Well, I am single again. And while I am trying really hard not to be bitter about it, I am. I really thought this one was different. I really hate the thoughts running through my head trying to tell me that I am the common denominator in not really finding someone to share my life with. I really hate when people tell me that the right one is still out there. I really hate when people tell me to just take this time for myself and enjoy.
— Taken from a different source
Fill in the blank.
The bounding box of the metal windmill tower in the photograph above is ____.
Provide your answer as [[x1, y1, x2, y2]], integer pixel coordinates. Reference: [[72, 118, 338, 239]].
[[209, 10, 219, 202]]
As the quote says… I am tired of being single. But I am also tired of meeting men that are just plain douche bags. I am not talking about the sleazy ones that give that “look” and makes your skin crawl. Those ones I don’t give the time of day to. I am talking about the ones that you think are different then they turn out to not be. The ones that you find yourself thinking that he is different but he is not. The ones that you open yourself up to, all the while hoping to a higher being that it will not hurt this time.
The relationship ended about 3 weeks ago and I really thought I was ok. Things had kind of been heading in a direction I wasn’t thrilled about and I basically told him to man up or move on. He chose to move on. Which I was actually ok with, because if his behavior was any indication of things to come, I wasn’t interested. So he packed up the things he had here and left.
Funny part is that he blamed me as much as the thoughts in my head did. He blamed me for changing although he couldn’t or wouldn’t give me any indication of what he meant by that statement. He couldn’t tell me how he felt I had changed or why he felt that. At one point he even turned it around on me and rather angrily told me that maybe I should figure out why he was saying that I had changed. REALLY??!! Well considering I didn’t think I had changed, I really wasn’t sure where I should start in that process. So that was when the man up or move on statement was made.
Now don’t get me wrong, it stung that he chose to move on. I had opened up my life to him. Invited him in. Introduced him to my family and friends. Made future plans. And here he was walking out the front door.
I had explained right from the beginning that I am who I am. That I would not be changing and if he thought that he could change my behaviours or attitudes, he was setting himself up for disappointment. I spent more than enough years in my marriage trying to convince my ex I actually wanted to be married, I sure as fuck wasn’t going to do that again. So if you want someone different, you should probably look elsewhere, cause what you see is what you get.
We really had a lot in common as well. We both loved to be outdoors. Whether it was camping, or working out in the yard, going for walks, just anything outdoors really. We would sit and talk, something I thoroughly enjoyed as I am not a TV or movie fan. We attended some activities around town. Both open to exploring interests the other had. I loved to hear about where he grew up and how he got to where he was. He appreciated that words were important to me. Even bought me a bracelet with a book charm on it.
So, I asked myself, where the fuck did it unravel?? Did I actually change as he had suggested many times? Did I become something different than what I was when we first met?
And the answer surprised me because the answer is yes. I did change. I started going to the gym to better myself. I continued to grow while I was with him. I continued to be inquisitive. I ensured that I continued to challenge myself on my self-growth journey. I guess I did change from that first night we met. I continued to grow emotionally and personally.
And I was doing pretty well with all those thoughts. Till he messaged me this morning. This was the first time in 3 weeks I had heard from him. In that 3 weeks I had gotten a new phone and some of my contacts didn’t transfer over when I did the whole back up phone thing. So when I received that text asking me how I was, I didn’t recognize the number (and honestly, who knows phone numbers anymore these days!). I answered that first message telling this unknown person I was quite fine…. And who is this?
He laughed saying that wow… he was hurt that I had deleted his number already. I really had no clue it was him. So I explained the whole phone thing and seriously, who was this. When his name came up on the screen, my heart stopped a little; which surprised me. Cause I thought I was done with all the feelings attached to that name. Apparently not.
He went on to tell me he had moved into a new place, got a new vehicle and was really happy. I answered with short messages back. Not really entirely sure why he was messaging me. But he didn’t make me wait long to figure it out. He wanted to know if we could be friends. If maybe we could form a friendship. At first I thought that maybe that would be nice. I mean, we did have fun together. Then I reread the messages and began to get what I thought was angry. But as the tears rolled from the corner of my eyes I realized I was hurt.
My reply back to him was that he left without even having the decency to let me know how he felt I had changed so much that he didn’t want to be in a relationship with me. That he had disrespected me by taking the gifts he had given me. That he had said some very mean things in the last days and now he wanted to be my friend because he knew very few people here (his words, not mine).
Wow, that made me feel very special (sarcasm) and I told him that is was best if he just moved on because I couldn’t let go of that hurt enough to form a friendship with him. I wished him nothing but the best but told him I was out.
I had another cry for it ending. But also a sigh of relief that it was indeed over.